9. Where are the two prospective partners in their organizational life cycles? How important is it that they are in the same chapter—or is part of the benefit of this match the fact that life cycles are different but complementary? An aging organization can get a vibrant, fresh boost from a younger partner; a fledgling nonprofit can thrive under the wing of a more established entity. Just be clear on what your respective motives are for this partnership.
10. Who are the designated contact/bridge people? Are they the right ones? Does the relationship extend beyond individuals—since people have a habit of leaving their jobs? Or, if the two contact people are paid staff, they might be threatened by possible redundancy down the road. If the initial idea for the partnership is launched by board members, the motivation of paid staff may not be shared. Trying to launch a joint initiative, even a terrific one, can be ruined by the wrong point people.
11. Are we clear on each partner’s respective strengths, weaknesses, and roles? Being candid at the onset about such facts can save relationships, and possibly the entire program.
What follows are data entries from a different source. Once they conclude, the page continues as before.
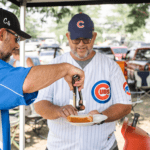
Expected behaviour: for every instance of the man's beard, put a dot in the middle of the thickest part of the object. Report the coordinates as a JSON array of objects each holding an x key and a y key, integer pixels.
[
  {"x": 5, "y": 57},
  {"x": 76, "y": 54}
]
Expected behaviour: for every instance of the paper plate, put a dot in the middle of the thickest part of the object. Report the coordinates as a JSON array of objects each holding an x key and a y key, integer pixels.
[{"x": 97, "y": 118}]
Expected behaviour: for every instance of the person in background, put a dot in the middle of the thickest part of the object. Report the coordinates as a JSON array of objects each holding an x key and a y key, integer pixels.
[
  {"x": 16, "y": 56},
  {"x": 105, "y": 92},
  {"x": 19, "y": 85}
]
12. How do we need to work toward board approval–on both sides? Staff and volunteers must not get ahead of each other on the governance and decision-making. Enthusiasm for a new venture should be protected with whatever governance (and even legal) due diligence is called for. If a board that feels that a new initiative is “a done deal” before they have formally approved it may not ever become supportive and may even work against the program in the future.
13. Is there key stakeholder acceptance? Sometimes a new program can put a nonprofit at odds with its existing volunteers or funders. Some donors or funders have a stated or unstated political or religious perspective that may not be aligned with a nonprofit’s collaboration with a new partner.
14. Does this enhance our ability to fund-raise . . . or complicate/hinder it? Demonstrated collaboration is generally perceived as a strength. But be sure to think through all the implications of a partnership. Working on a joint project with a financially stable, larger nonprofit may mistakenly give the impression that the smaller partner won’t need support in other program areas.
15. Do we have rules of the road on decision-making, approvals, information releases, media spokesmen, etc.? Suppose a joint program is developed, which one nonprofit features on the opening page of its web site. The other nonprofit does not update its site as often and does not make mention of the program at all. Even if the program was intended to be 50-50, will it be perceived as such? If a brochure is prepared, who gets to sign off? Meanwhile, can both nonprofits make note of the program in their grant requests, annual reports, newsletters, and so on? If a reporter calls and wants an interview, would both partners be included? And will all data that results from this joint program (i.e., participants’ names, donors, volunteers, etc.) be shared property?
16. How will we specifically define success in the partnership, and at what point will we evaluate whether it should continue? Are the two partners on the same fiscal/budget year, or program year—and if not, what are the implications of trying to end the project when one partner is committed to continuing it? Meanwhile, good measurement systems should be in place so that all parties can assess whether the program is working. Notice, too, if the original partnership was the favored creation of a particular board member, and whether measurement steps were skipped as a result. What happens when that particular board member’s term or involvement ends?
17. Would a successful co-delivery of a program lead to a conversation about additional programs together? Or perhaps to exploring an actual merger? Keep in mind that the word “merger” frightens many people. Be specific about your organization’s expectations in the short term, but remain open to the unexpected consequence of where successful collaboration can lead in the future.